Вот так я и попал в этот детский дом. Санитары едва уговорили толстую тетку, которая дежурила в ту ночь, тыкали ей в лицо бумажкой от мента, клялись божились, что завтра за мной родители приедут. Я спустя несколько дней узнал, что когда утром Козлов и Востриков поехали с дежурства домой, в их машину на полной скорости врезался самосвал с пьяным водителем. «Жигули» сгорели вместе с полицейскими.

Меня завели в большую комнату, где спали дети, положили на голый матрац. И я вскоре уснул. Только через пару дней заведующая детским домом приказала меня постричь наголо, мне выдали специальную одежду, а мою куда-то дели. Я понимал, что папа и мама никогда не приедут за мной. Я ждал только бабушку Клаву, мать моей мамы. А у папы не было родителей. Однажды на мой вопрос, где же они, мама с серьезным лицом сказала мне, что папа жил в детском доме. Я не понимал, что такое детский дом, спросил маму. Но она прекратила разговор, сказала, что мне лучше не знать. И вот теперь я узнал, что такое детский дом… Так… пора бы мне делать свой ход. Но времени еще много, может, Лена вернется в зал?


Саша сделал очевидный ход, перевел часы. Противник двинулся королем в центр доски, что тоже легко просчитывалось. Вот теперь начиналось самое главное. Юный шахматист бросил взгляд в зрительный зал. Лены на ее привычном месте не было. Саша нервно заерзал на стуле, несколько раз провел ладонью по волосам ото лба до затылка.
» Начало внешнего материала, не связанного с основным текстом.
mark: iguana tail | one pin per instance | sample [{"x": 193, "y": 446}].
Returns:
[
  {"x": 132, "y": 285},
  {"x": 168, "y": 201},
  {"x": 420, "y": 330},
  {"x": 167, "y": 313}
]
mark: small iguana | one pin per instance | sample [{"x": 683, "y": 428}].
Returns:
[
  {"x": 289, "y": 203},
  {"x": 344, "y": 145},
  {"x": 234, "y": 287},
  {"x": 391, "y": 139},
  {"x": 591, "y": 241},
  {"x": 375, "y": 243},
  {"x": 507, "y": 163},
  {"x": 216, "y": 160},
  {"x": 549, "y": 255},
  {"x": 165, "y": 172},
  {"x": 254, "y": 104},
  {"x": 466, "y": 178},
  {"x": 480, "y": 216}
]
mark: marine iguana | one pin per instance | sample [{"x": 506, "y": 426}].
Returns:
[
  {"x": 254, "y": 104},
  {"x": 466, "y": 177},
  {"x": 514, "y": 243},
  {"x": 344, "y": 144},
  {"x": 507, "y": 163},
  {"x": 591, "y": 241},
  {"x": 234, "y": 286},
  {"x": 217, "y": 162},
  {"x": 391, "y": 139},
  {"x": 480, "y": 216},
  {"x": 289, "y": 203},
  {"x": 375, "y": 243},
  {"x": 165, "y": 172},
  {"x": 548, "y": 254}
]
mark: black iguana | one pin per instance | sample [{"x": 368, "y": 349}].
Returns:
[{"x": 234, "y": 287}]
Журналисты знали — это явный признак волнения Савельева. Еще бы — на кону стояли не только титул гроссмейстера, выход в турнир на первенство мира, но и гарантированные сто пятьдесят тысяч долларов, первый приз соревнования. В пресс-центре кипели страсти, заключались пари на исход партии. Многие авторитеты ставили резюме: атака белых авантюрна и должна заглохнуть. Однако при этом черные должны были делать единственно правильные ходы, пройти по краешку пропасти и не оступиться, не качнуться, не сплоховать. Саша поднял руку, чтобы сделать важнейший ход. Зал замер. Многие видели, что у атаки белых есть две возможности. Какую из них выберет шахматный вундеркинд? В полной тишине было слышно, как скрипит новенький ботинок на ноге противника Савельева, когда тот, сидя на стуле, нервно совершает быстрые покачивания коленом вверх-вниз. Но Саша медленно отвел руку от своих фигур, бросил взгляд в зал и снова задумался…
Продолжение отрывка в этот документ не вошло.